Australian businessman and soldier

Colonel Frederick William Gadsby Annand, (7 May 1872 – 22 June 1958) was an Australian businessman and soldier.

==Early life==
Annand was born at Toowoomba on 7 May 1872 to rural worker James Annand and Harriet, née Gadsby. He attended local state schools.

==Business career==
Annand worked for the Australian Mutual Provident Society and on stations in the Warrego region. In 1895 he formed an agency in Toowoomba and in 1899 established an accounting form, gaining a licence as an auditor. On 1 June 1898 he married Helen Alice Robinson. In 1905 he was appointed to manage the Brisbane Permanent Building and Banking Company (which would become the Bank of Queensland), which he restored to profit.

==Military career==
In 1897 he had joined the Queensland Defence Force, becoming a lieutenant with the Mounted Infantry. He joined the Royal Australian Engineers in 1905 and was promoted captain of the 5th Field Company; in 1911 he became a major with the 3rd Field Company.

During the First World War he commanded the 7th Field Company, Royal Australian Engineers and was promoted lieutenant colonel in March 1916, after which he commanded the 2nd Australian Pioneer Battalion.

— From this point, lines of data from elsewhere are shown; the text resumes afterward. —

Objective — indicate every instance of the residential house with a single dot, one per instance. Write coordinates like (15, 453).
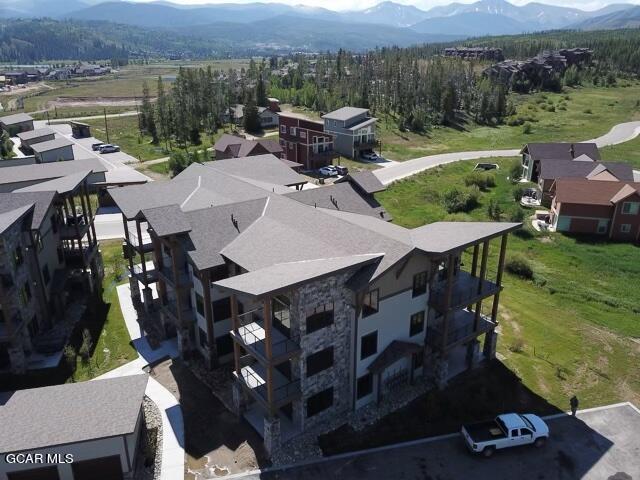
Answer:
(304, 141)
(322, 310)
(86, 430)
(59, 149)
(232, 146)
(35, 136)
(532, 153)
(552, 170)
(16, 123)
(353, 131)
(606, 208)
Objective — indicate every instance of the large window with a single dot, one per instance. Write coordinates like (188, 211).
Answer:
(319, 402)
(319, 361)
(222, 309)
(224, 345)
(370, 303)
(368, 345)
(321, 317)
(416, 325)
(419, 284)
(364, 386)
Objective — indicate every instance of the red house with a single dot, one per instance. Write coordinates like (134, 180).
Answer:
(304, 141)
(597, 207)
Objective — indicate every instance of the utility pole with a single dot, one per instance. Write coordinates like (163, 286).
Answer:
(106, 126)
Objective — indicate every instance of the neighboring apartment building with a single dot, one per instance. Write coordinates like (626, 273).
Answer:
(552, 170)
(607, 208)
(353, 131)
(323, 310)
(305, 141)
(533, 153)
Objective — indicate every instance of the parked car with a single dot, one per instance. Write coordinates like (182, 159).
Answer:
(328, 171)
(108, 148)
(487, 166)
(507, 430)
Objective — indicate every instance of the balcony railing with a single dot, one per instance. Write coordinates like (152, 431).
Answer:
(461, 328)
(466, 290)
(251, 334)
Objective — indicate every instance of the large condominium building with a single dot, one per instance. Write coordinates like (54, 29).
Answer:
(322, 306)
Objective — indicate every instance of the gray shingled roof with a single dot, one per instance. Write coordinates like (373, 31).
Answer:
(16, 118)
(41, 200)
(562, 151)
(70, 413)
(281, 276)
(551, 169)
(342, 197)
(51, 145)
(37, 133)
(345, 113)
(9, 218)
(47, 171)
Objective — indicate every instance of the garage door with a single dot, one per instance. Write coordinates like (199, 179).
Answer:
(44, 473)
(107, 468)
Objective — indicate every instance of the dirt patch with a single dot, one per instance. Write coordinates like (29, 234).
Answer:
(216, 441)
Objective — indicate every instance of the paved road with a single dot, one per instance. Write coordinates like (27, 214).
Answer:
(619, 134)
(597, 445)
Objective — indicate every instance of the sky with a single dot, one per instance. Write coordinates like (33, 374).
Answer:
(423, 4)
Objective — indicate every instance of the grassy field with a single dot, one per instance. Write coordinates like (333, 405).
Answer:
(579, 114)
(573, 329)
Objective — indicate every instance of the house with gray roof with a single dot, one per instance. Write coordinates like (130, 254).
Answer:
(353, 131)
(80, 430)
(322, 306)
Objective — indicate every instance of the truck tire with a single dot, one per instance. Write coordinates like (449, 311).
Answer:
(488, 451)
(540, 442)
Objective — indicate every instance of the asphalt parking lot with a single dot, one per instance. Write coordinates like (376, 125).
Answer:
(598, 444)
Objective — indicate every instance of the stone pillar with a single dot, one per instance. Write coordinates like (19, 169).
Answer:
(271, 434)
(490, 344)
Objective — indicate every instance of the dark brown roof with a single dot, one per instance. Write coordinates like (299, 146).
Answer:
(561, 151)
(591, 192)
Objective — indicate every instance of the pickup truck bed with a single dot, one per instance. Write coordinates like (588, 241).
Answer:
(484, 431)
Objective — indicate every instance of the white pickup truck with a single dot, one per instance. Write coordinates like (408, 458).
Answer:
(508, 430)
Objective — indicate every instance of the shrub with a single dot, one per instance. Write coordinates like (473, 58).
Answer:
(460, 200)
(519, 266)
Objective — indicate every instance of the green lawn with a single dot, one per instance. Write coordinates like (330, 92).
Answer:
(578, 114)
(577, 319)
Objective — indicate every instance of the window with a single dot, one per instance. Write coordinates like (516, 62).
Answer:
(417, 323)
(222, 309)
(630, 208)
(319, 402)
(370, 303)
(368, 345)
(321, 317)
(199, 304)
(202, 335)
(319, 361)
(419, 284)
(45, 274)
(224, 345)
(364, 386)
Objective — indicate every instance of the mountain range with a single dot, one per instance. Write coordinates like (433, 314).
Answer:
(314, 28)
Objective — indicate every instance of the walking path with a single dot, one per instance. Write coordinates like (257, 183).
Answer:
(170, 410)
(619, 134)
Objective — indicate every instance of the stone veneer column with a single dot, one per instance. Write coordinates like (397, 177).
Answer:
(271, 434)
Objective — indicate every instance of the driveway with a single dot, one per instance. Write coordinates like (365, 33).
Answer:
(600, 444)
(618, 134)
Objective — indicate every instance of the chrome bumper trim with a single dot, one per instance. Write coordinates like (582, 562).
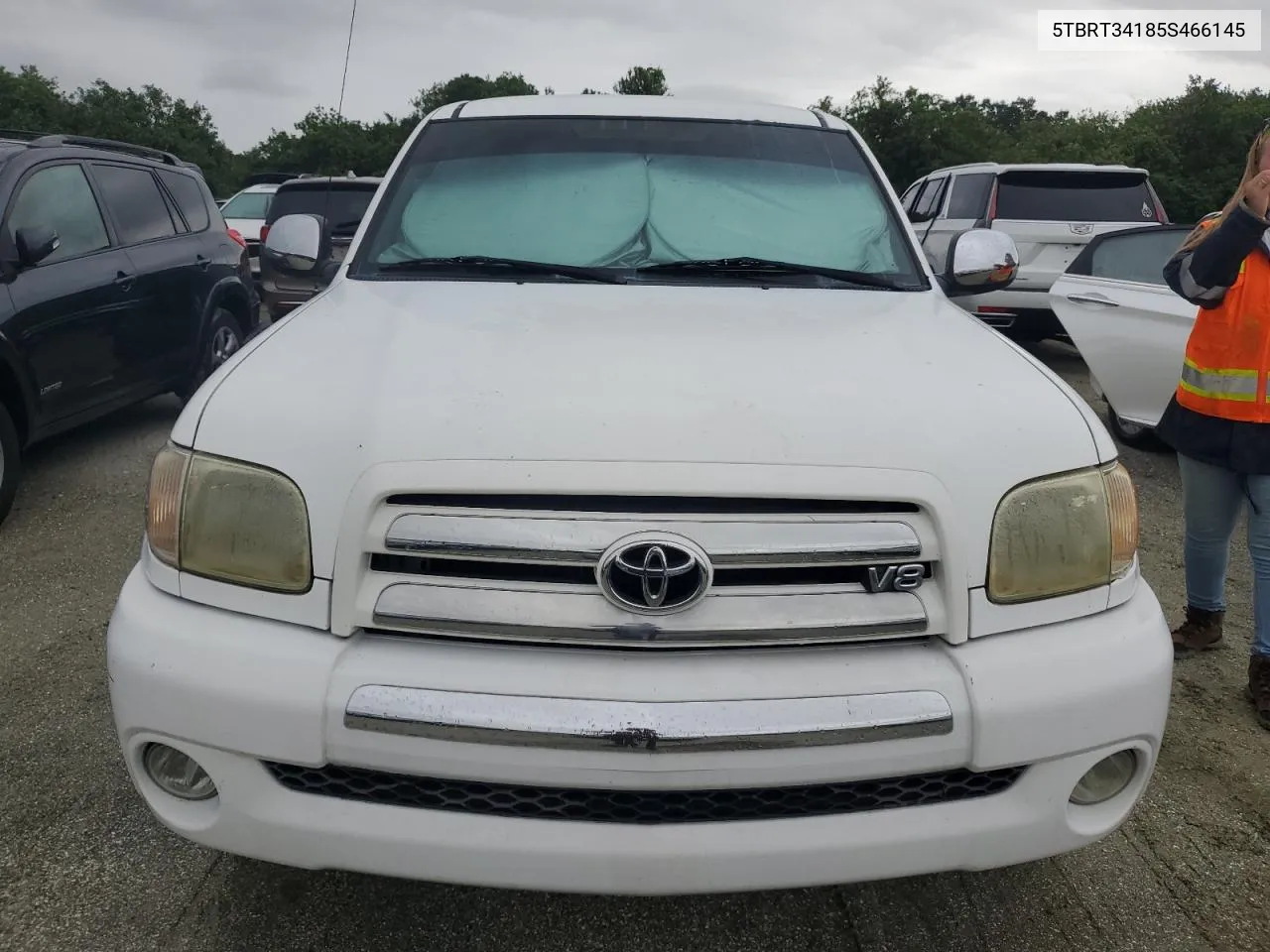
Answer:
(654, 728)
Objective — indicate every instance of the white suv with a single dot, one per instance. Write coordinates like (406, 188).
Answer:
(635, 515)
(1051, 209)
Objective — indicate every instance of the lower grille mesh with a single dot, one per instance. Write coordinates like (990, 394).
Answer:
(643, 806)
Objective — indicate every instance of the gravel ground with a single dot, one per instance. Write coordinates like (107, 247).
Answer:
(82, 866)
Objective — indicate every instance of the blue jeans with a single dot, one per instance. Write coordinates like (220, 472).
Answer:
(1213, 500)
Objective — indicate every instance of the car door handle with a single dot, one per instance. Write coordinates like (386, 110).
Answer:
(1092, 299)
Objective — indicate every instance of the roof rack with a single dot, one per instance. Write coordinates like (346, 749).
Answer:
(107, 145)
(22, 135)
(273, 178)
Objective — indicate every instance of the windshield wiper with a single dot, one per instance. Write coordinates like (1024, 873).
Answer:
(508, 266)
(763, 267)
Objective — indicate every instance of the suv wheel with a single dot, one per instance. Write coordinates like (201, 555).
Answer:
(10, 462)
(1134, 434)
(222, 340)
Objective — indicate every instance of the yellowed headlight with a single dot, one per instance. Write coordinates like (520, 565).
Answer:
(1064, 534)
(229, 521)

Mentioned in despatches four times and awarded a Distinguished Service Order (December 1916) and bar (October 1918), he returned from the war to command the Citizen Military Force's 15th Battalion. The citation for his bar, gazetted in December 1919, reads:

On Montbrehain, east of Peronne, on 5th October, 1918, in charge of a pioneer battalion, he succeeded in carrying out a very difficult relief in pitch darkness. A few hours after this he ably carried out a flanking movement to the attack on the town of Montbrehain, driving back the enemy and ensuring a defence which proved to be unbreakable. His reconnaissances had to be carried out under heavy shell fire. He showed rare qualities of leadership.

Promoted to colonel in 1926, he retired from active service in May 1932.

==Public life==
A councillor and mayor (1924) of Hamilton, in 1925 Annand was appointed town clerk of Greater Brisbane. He resigned in 1931 in frustration after disputes with A. E. Moore's government and returned to the Building and Banking Company, of which he was elected director. He was president of the local Young Men's Christian Association, the Brisbane Rotary Club and deacon of the City Congregational Church.

==Later life==
Annand died on 22 June 1958 at Ascot. He was buried in a family grave at Toowong Cemetery on 23 June 1958. His son Douglas Annand was a well-known artist.

== Legacy ==
Frederick Annand Park at 53 Milburn Street at Chermside West was named after him.